For an author who only published six novels (the posthumous Sanditon is a partial novel not published until recently), Jane Austen’s Regency-era fiction has immense staying power. Not only have her books spawned innumerable fan-fiction items, works such as Pride and Prejudice now have sequels, prequels, and spinoffs. Many of these works continue Austen’s characters’ stories or take those characters down fictional side roads.
Then there are the zombies (Pride and Prejudice), vampires (Emma, Jane Bites Back) and sea monster send-offs (Sense and Sensibility). Starting about 2009, the idea of creating a mashup of Austen and a horror icon took root, beginning with Pride and Prejudice and Zombies.
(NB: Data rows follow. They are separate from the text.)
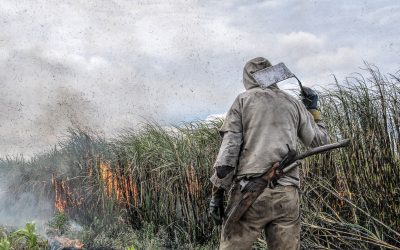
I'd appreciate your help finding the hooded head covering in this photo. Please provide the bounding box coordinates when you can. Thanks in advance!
[243,57,274,90]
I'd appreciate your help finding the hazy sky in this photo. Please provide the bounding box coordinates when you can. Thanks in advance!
[0,0,399,157]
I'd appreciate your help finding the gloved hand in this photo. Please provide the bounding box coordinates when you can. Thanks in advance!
[301,86,319,110]
[209,187,224,225]
[301,87,322,121]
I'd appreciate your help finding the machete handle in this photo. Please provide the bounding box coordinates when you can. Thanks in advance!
[295,139,351,161]
[294,76,306,96]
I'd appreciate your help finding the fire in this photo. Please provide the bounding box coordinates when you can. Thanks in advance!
[99,161,113,196]
[98,160,140,209]
[52,175,68,212]
[52,157,142,213]
[54,236,84,249]
[52,175,83,213]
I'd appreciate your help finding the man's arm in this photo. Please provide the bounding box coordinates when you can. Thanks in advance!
[209,131,243,225]
[209,97,243,224]
[210,95,243,189]
[210,131,242,189]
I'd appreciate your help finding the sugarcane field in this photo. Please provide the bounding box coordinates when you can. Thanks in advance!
[0,1,399,250]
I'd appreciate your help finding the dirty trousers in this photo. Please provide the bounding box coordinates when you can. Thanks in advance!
[220,182,300,250]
One could argue that this trend has continued with other historical figures such as Abraham Lincoln and Edgar Allen Poe in computer games, movies, and fiction.
Saving Jane Austen belongs with those novels, but it’s quite different in approach and content. Daniel Curzon takes a decidedly satirical view of Ms. Austen and her writing style, crafting a novel composed of e-mails between the cryogenically frozen and revived head of the famous authoress and an elderly American rare books dealer (now retired) named Aubrey Oxbridge, president of the What Would Jane Austen Do club. More than this, by way of summation, would spoil the fun.
Curzon’s Jane Austen retains her era’s viewpoint on matters public and private. Her lack of a body to which her head can be attached—and the limitations thereby forced on her—doesn’t stop her from getting back to writing. What she produces is a dizzying blend of nineteenth-century British society and modern life that seems to want to go in two directions at once. It’s also hilarious.
Curzon is very adept at taking on the Austen writing style and melding it with a contemporary story of a woman transported into the future who must learn to adapt. This novel mirrors Austen’s focus on Regency-era class divisions and social manners by bringing in several topics of current concern (gender identity, neo-Nazis, immigrants, and longer lifespans) to replace them. The result is a roller-coaster ride, chuckle-per-page gem that will probably outrage “true” Austen fans and delight readers who can handle humorous approaches to famous authors. Satire is an acquired taste, and one which Curzon uses to great effect.
This is not a beach read by any means (one must know at least the basics about Austen to get the majority of the humor): Saving Jane Austen is a novel best enjoyed by readers who like guilty pleasures. It’s a book well worth savoring.